With home foreclosures at an all-time high, the government bailing out subprime mortgages and many homeowners falling further behind on mortgage payments each month, it's no doubt that there are many housing bargains in this market.

The most misunderstood aspect of housing deals is the "short sale". This occurs when a home is sold for less than what is owed to the mortgage holder, thus coming up "short". The lender signs off on the note as a complete payoff.  Then everyone ends up happy, right?  Well, if it's done right then that's the outcome. Unfortunately, many short sale transactions are frustrating and never get processed.

Short sales are more popular than ever, largely in part of the recent subprime market.  Homes were over-valued in anticipation of high appreciation. Home buyers were sold on the theory that they could refinance a high-interest-rate loan in a short period of time and lock a better rate when their home was worth more than they paid. What happened, unfortunately, is that home values peaked and even started to decline leaving these people with bad loans they couldn't afford.

Lenders will likely consider a short sale if the home is several months behind in payments or if the sheriff's auction has already occurred and it's in the redemption period.  Redemption periods vary by state and are usually around six months.

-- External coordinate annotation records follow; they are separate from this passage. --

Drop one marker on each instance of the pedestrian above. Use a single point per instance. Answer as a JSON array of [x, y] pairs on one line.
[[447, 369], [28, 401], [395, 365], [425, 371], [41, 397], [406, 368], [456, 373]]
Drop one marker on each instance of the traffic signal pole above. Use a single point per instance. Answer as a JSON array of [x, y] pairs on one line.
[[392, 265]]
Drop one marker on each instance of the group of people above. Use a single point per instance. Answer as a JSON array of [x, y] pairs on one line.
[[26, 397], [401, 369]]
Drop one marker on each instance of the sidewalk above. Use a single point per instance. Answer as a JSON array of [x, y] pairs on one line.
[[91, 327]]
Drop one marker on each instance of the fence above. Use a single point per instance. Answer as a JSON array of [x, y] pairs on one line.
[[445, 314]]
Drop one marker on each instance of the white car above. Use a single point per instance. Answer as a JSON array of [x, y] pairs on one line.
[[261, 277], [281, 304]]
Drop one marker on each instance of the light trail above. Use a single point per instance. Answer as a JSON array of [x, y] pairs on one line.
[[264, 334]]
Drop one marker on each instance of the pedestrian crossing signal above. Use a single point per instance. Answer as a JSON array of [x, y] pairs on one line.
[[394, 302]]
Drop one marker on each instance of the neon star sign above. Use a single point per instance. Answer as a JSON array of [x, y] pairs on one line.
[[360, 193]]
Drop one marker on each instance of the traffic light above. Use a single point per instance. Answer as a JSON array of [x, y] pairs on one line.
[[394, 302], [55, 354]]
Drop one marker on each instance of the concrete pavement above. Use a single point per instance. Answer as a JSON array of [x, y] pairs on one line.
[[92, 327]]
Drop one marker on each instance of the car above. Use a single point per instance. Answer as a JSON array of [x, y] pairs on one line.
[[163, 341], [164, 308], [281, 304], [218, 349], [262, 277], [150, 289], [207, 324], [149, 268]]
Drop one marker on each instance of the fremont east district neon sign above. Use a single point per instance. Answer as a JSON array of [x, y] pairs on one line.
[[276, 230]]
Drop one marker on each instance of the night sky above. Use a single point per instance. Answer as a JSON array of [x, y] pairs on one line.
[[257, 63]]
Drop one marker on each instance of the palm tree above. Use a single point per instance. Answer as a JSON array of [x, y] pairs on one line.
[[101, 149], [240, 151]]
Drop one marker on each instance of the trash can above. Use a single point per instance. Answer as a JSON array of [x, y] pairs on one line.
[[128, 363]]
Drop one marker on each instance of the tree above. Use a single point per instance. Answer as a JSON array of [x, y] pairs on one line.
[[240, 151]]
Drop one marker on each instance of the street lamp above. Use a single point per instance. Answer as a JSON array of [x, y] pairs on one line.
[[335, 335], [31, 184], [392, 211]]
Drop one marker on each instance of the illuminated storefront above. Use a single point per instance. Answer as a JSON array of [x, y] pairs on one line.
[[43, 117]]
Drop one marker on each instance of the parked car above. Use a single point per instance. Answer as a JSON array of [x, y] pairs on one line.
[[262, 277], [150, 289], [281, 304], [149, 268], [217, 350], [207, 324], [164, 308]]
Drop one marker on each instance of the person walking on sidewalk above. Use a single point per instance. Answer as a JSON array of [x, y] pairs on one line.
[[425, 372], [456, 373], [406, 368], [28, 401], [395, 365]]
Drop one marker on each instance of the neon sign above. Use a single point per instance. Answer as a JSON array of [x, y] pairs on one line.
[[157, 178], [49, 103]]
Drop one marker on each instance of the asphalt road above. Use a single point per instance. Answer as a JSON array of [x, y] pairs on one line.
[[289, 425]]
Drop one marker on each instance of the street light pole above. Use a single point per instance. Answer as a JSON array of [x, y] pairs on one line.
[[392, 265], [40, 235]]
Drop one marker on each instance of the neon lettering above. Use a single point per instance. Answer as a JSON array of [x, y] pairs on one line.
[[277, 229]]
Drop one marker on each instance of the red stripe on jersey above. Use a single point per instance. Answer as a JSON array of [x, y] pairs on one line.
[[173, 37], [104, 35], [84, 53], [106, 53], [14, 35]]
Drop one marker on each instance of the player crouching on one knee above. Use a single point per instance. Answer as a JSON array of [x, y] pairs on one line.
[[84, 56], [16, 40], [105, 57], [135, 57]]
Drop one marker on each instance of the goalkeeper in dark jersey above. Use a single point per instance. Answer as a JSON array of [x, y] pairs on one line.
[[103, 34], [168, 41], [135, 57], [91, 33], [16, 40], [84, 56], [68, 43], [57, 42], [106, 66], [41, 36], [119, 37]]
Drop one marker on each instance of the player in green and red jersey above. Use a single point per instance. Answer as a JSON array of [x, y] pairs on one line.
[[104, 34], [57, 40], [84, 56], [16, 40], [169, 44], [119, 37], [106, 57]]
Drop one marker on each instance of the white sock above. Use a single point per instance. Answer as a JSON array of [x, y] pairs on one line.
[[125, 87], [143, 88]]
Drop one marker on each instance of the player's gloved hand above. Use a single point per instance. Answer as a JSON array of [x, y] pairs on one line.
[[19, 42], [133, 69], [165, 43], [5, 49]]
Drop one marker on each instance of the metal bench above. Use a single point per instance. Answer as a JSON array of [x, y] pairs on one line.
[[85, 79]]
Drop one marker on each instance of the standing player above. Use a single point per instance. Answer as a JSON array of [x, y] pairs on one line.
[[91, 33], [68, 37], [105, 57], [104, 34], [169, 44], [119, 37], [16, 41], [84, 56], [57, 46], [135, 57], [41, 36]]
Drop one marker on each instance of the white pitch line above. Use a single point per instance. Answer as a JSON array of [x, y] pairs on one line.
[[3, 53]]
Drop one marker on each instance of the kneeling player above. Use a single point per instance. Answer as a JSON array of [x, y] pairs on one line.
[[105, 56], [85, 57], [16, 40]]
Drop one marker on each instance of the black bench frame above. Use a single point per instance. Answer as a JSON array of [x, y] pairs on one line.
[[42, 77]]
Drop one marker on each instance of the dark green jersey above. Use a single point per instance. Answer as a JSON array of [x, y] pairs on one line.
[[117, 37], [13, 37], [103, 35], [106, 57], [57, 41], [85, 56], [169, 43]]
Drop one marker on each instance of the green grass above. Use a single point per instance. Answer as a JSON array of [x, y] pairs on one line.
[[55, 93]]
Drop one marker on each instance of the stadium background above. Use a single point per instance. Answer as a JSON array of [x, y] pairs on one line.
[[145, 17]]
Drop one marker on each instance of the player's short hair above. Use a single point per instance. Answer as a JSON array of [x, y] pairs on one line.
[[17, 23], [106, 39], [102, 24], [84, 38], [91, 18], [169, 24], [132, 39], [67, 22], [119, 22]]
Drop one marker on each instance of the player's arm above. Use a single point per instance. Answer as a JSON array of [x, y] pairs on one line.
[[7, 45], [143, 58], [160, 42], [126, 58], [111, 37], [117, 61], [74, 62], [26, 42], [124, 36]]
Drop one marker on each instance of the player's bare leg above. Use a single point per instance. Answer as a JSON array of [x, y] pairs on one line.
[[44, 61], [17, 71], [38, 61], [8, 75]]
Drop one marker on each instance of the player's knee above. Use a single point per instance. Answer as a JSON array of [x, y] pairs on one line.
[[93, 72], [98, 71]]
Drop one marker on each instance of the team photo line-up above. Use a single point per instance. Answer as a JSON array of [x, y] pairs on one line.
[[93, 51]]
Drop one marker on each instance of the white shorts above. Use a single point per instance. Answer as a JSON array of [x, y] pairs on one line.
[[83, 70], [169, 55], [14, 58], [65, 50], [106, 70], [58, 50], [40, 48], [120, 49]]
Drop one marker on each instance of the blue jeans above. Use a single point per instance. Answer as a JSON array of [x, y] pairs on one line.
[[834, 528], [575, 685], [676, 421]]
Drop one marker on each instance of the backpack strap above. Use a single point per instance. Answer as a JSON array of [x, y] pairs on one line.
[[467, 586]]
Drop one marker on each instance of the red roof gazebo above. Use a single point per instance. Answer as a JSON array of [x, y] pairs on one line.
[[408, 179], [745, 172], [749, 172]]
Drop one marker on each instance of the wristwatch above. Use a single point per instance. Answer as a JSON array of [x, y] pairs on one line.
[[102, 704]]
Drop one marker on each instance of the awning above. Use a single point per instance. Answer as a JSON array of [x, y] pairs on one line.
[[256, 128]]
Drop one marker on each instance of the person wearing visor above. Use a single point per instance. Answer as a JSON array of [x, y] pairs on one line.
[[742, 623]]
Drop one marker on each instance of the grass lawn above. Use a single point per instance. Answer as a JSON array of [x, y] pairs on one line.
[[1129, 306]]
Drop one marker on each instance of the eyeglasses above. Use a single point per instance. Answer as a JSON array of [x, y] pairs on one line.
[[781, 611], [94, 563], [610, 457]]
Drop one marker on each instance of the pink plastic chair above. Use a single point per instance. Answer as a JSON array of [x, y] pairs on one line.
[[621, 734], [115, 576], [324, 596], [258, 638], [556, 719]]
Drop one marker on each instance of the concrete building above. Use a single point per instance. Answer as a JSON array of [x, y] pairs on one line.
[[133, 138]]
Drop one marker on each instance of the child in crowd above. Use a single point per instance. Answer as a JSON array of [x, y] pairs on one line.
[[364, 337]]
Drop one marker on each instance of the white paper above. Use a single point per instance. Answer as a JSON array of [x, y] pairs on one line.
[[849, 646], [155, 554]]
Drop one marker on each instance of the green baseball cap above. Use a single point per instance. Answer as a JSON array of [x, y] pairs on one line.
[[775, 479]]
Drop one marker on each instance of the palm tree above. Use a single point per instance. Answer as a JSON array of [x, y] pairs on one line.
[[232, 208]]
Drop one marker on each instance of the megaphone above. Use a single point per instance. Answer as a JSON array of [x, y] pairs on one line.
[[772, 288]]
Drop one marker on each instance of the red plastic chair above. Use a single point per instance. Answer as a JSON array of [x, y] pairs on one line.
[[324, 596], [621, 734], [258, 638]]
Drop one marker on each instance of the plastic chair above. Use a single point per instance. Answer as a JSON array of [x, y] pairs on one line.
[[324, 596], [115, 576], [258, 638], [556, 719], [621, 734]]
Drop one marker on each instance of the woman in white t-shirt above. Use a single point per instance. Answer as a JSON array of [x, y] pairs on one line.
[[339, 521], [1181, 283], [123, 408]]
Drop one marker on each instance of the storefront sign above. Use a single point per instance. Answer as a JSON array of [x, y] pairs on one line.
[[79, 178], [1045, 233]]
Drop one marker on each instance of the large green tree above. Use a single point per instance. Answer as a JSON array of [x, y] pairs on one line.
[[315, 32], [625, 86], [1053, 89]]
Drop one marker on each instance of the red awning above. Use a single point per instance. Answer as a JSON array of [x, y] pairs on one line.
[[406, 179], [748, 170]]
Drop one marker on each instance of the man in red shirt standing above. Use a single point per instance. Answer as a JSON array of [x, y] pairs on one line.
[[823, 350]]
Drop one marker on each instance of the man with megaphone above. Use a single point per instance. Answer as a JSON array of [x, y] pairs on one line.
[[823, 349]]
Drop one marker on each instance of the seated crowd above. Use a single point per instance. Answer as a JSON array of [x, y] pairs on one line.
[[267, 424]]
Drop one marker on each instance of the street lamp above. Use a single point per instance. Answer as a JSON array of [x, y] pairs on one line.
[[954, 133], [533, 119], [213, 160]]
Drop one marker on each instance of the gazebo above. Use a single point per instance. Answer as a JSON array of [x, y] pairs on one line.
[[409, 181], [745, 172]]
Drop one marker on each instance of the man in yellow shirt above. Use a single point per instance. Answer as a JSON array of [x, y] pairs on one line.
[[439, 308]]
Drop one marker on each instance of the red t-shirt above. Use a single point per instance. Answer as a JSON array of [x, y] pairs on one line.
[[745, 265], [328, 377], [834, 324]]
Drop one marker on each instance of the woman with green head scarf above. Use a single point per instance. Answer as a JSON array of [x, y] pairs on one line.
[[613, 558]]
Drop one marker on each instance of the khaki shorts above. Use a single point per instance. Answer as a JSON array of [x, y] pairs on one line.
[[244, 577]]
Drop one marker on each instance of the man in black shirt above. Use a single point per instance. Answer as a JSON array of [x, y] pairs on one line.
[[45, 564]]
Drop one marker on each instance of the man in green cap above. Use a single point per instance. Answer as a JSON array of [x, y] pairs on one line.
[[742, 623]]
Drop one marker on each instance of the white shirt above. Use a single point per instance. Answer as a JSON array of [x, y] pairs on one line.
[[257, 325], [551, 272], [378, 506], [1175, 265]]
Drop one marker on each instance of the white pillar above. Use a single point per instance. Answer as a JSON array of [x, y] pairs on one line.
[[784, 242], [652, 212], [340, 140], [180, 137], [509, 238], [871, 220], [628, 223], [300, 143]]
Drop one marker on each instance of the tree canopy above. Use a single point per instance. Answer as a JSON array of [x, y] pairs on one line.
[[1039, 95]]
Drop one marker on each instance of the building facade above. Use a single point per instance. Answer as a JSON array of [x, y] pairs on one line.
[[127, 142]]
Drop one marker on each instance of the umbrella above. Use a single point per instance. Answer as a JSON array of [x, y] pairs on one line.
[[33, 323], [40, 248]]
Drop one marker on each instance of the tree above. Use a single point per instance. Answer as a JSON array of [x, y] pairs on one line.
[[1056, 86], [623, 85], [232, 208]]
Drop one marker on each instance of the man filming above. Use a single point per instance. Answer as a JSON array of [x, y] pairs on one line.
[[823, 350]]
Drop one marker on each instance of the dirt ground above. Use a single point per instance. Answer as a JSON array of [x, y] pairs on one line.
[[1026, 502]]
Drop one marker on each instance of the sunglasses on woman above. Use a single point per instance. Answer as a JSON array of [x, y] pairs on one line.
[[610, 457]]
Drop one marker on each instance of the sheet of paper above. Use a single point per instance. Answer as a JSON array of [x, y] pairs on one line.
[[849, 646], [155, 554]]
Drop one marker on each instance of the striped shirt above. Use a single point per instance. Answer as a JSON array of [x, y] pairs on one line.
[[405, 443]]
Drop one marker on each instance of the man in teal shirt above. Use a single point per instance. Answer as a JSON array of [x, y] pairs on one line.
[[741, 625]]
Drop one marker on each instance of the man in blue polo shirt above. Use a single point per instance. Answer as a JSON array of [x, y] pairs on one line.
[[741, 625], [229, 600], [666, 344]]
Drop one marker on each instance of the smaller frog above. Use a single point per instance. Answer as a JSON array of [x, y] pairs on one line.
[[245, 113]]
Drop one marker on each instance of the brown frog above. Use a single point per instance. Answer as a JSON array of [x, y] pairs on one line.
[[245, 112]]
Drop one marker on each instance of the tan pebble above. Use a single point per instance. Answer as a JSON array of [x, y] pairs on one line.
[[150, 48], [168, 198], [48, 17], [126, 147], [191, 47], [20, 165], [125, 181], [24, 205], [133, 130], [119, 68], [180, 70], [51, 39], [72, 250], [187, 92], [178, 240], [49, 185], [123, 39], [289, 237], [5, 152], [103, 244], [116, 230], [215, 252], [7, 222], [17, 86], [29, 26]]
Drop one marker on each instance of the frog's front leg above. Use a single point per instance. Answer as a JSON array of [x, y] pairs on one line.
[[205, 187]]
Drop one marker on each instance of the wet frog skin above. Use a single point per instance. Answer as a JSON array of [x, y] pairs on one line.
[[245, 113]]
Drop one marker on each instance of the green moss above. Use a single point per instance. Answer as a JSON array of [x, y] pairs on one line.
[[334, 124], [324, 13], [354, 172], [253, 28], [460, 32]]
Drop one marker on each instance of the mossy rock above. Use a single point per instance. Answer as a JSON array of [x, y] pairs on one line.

The department of the lender that handles short sales is called the "loss mitigation department." In other words, these people are hired to prevent the lender from incurring any further loss.  If the home goes to foreclosure, lenders' losses can be anywhere from 10% to 50% of the home's value, depending on amount of neglect, weather damage and/or disrepair. By accepting a short sale, they are minimizing their loss by cutting a deal with the borrower.  Lenders may have the right to sue the borrower for the difference between what they have against it and what they receive, so the most important feature of the agreement should be a "non-recourse release," which simply means that the bank will accept the terms of the sale and write-off the difference.

Having a successful short sale depends on key items, starting with a complete short sale package, prepared by a realtor or other professional experienced in processing short sales.  The package will include a hardship letter by the borrower explaining why they can no longer afford the home, recent pay stubs, bank statements, tax returns, market analysis of the home, list of repairs needed and financial statements. FHA-guaranteed loans have several more necessary requirements that must be included in the package.  Bank staff in loss mitigation departments can each have up to 250 files on their desk at any  given time. They will process the most complete packages and the sales packages that come closest in price to their value first.

To have an acceptable short sale, the bank must be convinced that the home has been properly marketed and it is the highest they can expect to receive from the proceeds. They will often hire an appraisal or Broker's Price Opinion (BPO) to confirm this.

A short sale approval can take anywhere from 2 weeks to several months from the time they receive the short sale package.  The more complete the package is, the better the chances are that it will be processed quickly.

Despite reports to the contrary, a short sale will still damage a credit score, but not to the extent of what a foreclosure could do. Usually, the credit score is affected by about 50 points, which for most people, can take about 2 years to recover.  A foreclosure will be reported on a credit report for 7 years, which can take several more years to re-establish credit.